- Treasury Bill and Treasury office-keeper G. H. Newnham, c. 1930

1st Chief Mouser to the Cabinet Office
- In office 22 January 1924 – 4 November 1924
- In office 5 June 1929 – c. 1930 Serving with Peter (1929—c. 1930)
- Monarch: George V
- Prime Minister: Ramsay MacDonald
- Succeeded by: Peter

Personal details
- Born: c. 1920s
- Occupation: Mouser
- Gender: Male

= Rufus of England =

Chief Mouser to the Cabinet Office in 1924

Rufus of England, popularly nicknamed Treasury Bill, was a cat who served as Chief Mouser to the Cabinet Office of the United Kingdom under prime minister Ramsay MacDonald. The exact length of his residency at the treasury is unclear.

==Life and career==
In June 1928, the Weekly Dispatch published an article announcing the appointment of "Rufus Rex" as the new mouse-catcher at the Treasury. His predecessor was known simply as the Old Cat and died after eating "a bad mouse". Rufus was a purebred ginger Persian, described by C. Patrick Thompson in The Graphic as being a "large sandy cat". He was said to have been "only a kitten at Christmas" in June 1928. The Western Mail, however, referred to him as being "the official cat of six years' standing" in December 1930.

According to the Weekly Dispatch, Rufus had frustrated his previous owner due to his habit of catching and killing birds. Being familiar with leading Treasury civil servant Warren Fisher and aware of the Old Cat's death, she took the cat to the Treasury where he was given the name "Rufus Rex" and a salary of 2d (2 pence) per day. In 1930, his wages increased to 3d (three pence) per day after a brief campaign from leading civil servant Maude Lawrence.

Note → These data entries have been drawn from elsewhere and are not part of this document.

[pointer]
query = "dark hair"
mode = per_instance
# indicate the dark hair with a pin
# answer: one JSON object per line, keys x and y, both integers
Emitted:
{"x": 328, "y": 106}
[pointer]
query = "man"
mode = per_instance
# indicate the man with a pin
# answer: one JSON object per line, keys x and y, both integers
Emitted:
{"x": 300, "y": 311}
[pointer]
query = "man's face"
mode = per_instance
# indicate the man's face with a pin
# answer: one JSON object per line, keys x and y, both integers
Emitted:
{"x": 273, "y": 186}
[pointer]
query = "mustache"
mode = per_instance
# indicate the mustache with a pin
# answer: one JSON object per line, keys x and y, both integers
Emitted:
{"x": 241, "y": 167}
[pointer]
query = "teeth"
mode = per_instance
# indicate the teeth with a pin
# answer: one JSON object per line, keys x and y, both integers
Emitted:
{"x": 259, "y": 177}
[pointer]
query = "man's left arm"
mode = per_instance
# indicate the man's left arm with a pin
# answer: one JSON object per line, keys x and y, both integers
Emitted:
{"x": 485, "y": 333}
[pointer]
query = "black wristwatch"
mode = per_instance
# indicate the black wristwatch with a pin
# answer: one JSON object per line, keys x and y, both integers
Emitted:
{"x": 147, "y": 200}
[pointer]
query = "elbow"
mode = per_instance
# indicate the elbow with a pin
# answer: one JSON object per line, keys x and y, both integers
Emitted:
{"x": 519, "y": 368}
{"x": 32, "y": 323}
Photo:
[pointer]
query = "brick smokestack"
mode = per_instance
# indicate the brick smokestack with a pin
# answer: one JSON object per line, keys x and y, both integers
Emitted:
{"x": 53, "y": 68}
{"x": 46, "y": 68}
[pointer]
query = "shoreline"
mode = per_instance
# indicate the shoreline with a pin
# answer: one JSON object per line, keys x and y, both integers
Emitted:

In 1932, the News Chronicle published a poem criticising Rufus's pay rise:

What's the cheer?
Rufus the cat has got a rise,
Three pence a day until he dies;
Bone-us, too, on the top of that—
But what about me—Dinah the cat?

The Weekly Dispatch described him as a "pleasant cat to meet", but he was also described as having an aloof personality and being an "unfriendly sort of cat".